THE HABIT OF INTEGRAL
Artistotle's Advice to Today's Soul Artists



An oldie but goodie from Aristotle:

We are what we repeatedly do.
Excellence, then, is not an act but a habit.
As artists, it is our business to be in regular contact with our sources of inspiration. Those sources of emotional spark can be almost anything. All are ever-present, but our receptivity to the source shifts. Different things inspire us in our lives, and through our lives. If you look back at your own sources of inspiration, I think you might see a range of objects that have sparked you. My own model of this range of spark is what I call a spectrum of muse.

This spectrum of muse includes the physical environment, folkloric/animistic spirits, personal fame/celebrity, God/Goddess/Spirit, technological novelty, human-to-human collaboration, self-actualization, planetary stewardship, pure manifest/unmanifest sentience, and on. These objects are touchstones. They spark us to a mode that is more open. Through openness to our muse objects, vibrant energy passes through our awareness and towards the production of artwork. Each muse object helps us to channel our creativity towards an public display of our art for others to embrace, absorb, and contemplate.

Yet it is not our sources of inspiration that allow us to grow. It is not our muse that develops our excellence as artists. After all, our muse object tends to change, fluctuate, and move as our cognition expands and our consciousness moves. What inspired us five years ago perhaps has less pop and sizzle now. We look for new things to goose our activity, to propel us from motionless inertia towards an inner need for expression. This is another of the open-ended aspects of artistry that is better just accepted as our lot. Anything can move us, but the why of that movement is a deep mystery. The spectrum of muse goes all the way up and all the way down.
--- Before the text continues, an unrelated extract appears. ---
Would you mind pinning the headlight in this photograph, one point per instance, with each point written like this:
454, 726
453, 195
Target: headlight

I think that what does allow us to grow as artists are our habits. Our habits act, in part, as an interface between a growth into a deeper and wider subject. Taken as a whole, all of our habits form our artist practice. Concretely, our practice is made of the blocks of time in our day within which we do our activities, exercises, rituals that support creative play. All operate in concert to do something very important: through our practice we give attention to our intentions.

Our intentions become material reflection (i.e., our artwork) because of the delicate pillars of support that surround our interior. We have a range of being. Our habits - our practice - acts as midwife for our inspired being. When we honor our practice through our committment to it, we in fact honor our muse and our sources of inspiration. We offer trust and our muse returns the favor.

The point is that there are various levels of being that can be supported through our practice. There are biological means of support, psychological means, and spiritual means. A variety of methods exist for each level. An integral practice can involve and activate our own levels through well-chosen activities. Such a practice is multidimensional.

All in all, our practice is a conglomeration of behavior and activity on multiple levels of our being. Integral theory provides a general structure so that these levels of our own being are exercised through the particular aspects of our practice. An integral artist practice is a means for the artist to receive, house, and tranform inspiration into artwork. It brings about an attitude, ambition, and practice of whole-person realization - a practice of fullness.

And the hypothesis in all of this?
If our artist practice is more full, then our artwork can be more full. The more we can absorb, the more our art can reflect.
This is a pretty exciting hypothesis, yes? The logical conclusion actually suggests that inspiration actually is never a problem. The muse is always there. It is everpresent in various forms, according to a spectrum, as I suggested above.

No, the issue instead is is two-fold: one is our ability to be receptive to inspiration, and two is our ability to follow-through, to carry that inspiration to a manifest shape. I think that to develop a coordinated habit of receptivity and follow through is to develop and mature as a true artist. Anyone can be creative. But it takes maturity to be creative and be able to commit to a follow-through. It takes maturity to be able to be both drunk and sober in the same moment.